Jones, who was represented by the Permanent Secretary of the ministry, Pastor Emmanuel Idenyi, urged the teachers to avoid any form of stigmatisation against children with albinism.
He warned against discrimination of children with albinism, saying they should put in all their best to cascade the training comprehensively at the grassroots.
”I encourage you to put in your best and draw these children closer to you; we must avoid stigmatisation by all means.
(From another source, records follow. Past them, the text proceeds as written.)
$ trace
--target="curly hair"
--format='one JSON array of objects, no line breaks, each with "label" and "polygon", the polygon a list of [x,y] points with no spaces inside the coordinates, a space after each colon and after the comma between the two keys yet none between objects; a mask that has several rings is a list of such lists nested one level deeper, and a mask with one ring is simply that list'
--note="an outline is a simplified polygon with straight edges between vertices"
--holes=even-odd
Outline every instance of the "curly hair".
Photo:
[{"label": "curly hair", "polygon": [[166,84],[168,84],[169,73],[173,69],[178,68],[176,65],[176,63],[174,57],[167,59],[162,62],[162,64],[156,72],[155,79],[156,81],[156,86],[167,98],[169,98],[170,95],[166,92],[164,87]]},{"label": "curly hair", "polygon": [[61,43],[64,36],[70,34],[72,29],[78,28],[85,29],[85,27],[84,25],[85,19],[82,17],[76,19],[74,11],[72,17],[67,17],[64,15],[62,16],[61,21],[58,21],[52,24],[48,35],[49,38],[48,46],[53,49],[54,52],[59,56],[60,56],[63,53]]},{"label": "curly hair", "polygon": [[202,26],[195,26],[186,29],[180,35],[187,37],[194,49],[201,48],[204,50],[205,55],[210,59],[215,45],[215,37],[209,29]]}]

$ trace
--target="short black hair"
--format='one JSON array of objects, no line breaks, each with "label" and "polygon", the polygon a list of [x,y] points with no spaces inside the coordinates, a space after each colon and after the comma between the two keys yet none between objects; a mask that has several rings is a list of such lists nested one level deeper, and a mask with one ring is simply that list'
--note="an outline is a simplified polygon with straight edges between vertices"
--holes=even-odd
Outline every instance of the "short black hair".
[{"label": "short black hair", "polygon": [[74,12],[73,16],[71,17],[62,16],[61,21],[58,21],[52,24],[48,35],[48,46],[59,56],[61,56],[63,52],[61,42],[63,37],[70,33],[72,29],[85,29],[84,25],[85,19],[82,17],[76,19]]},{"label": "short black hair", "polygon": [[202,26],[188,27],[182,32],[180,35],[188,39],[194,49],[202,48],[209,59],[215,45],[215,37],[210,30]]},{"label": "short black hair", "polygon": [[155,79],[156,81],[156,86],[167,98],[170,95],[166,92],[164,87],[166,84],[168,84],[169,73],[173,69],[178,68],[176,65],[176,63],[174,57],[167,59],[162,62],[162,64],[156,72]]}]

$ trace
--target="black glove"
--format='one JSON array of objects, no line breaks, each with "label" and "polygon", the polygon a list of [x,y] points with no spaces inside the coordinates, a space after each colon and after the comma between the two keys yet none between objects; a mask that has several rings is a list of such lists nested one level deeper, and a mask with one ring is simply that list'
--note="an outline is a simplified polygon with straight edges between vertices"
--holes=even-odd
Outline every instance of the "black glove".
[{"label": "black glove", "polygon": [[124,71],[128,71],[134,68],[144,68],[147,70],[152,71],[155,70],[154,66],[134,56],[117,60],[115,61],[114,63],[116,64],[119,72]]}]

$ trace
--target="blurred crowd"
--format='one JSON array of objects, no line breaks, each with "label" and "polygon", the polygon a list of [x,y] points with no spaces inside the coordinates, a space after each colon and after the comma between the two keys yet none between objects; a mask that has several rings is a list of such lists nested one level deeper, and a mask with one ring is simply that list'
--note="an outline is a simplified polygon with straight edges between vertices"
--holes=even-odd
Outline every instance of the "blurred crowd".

We must have positive impacts in the lives of these children with albinism”, he said.
The commissioner further advised the teachers to be punctual, hardworking and put in all their best to deliver quality education to the children, saying, ”they are our future”.
Mr Damian Ivom, the National Programme Manager of the foundation, said the training was meant to sensitise teachers and educators on how to ensure that children with albinism have access to inclusive quality education.
He defined Albinism as an inherited condition of melanin production resulting in little or no melanin in the skin, hair and eyes.
According to him, melanin is a pigment which helps protect the skin from harmful effects of ultraviolet rays in the skin, adding that skin cancer and low vision is the major health challenges of albinism.
He noted that the foundation did a survey in 2019 found out that Kogi has more number of children with albinism, more out of school children and more people with skin cancer patients in Nigeria.
”We want to ensure more enrolment of children with albinism in schools and transit from primary to secondary and to tertiary institution,” he said.
Ivom advised parents who have children with albinism to ensure their enrolment in school, while advising participants to go back to their various schools, local governments and communities to step down the training.
A person with Albinism, Mr Vincent Okoye, a staff of the foundation, who delivered a lecture on ”Myths and Misconceptions About Albinism”, said all the myths and beliefs about albinism were untrue.
”In spite the challenges of stigmatisation and discrimination in schools especially in my secondary, I did not give up, I was determined to succeed by all means.
”I actually know whom I am, I believe my complexion has nothing to do with my mental ability, and.with determination, I came out to be who I am today,” Okoye said.
He, therefore, urged children with albinism to believe in themselves and be determined to succeed, saying ”albinism is not a curse but a condition”.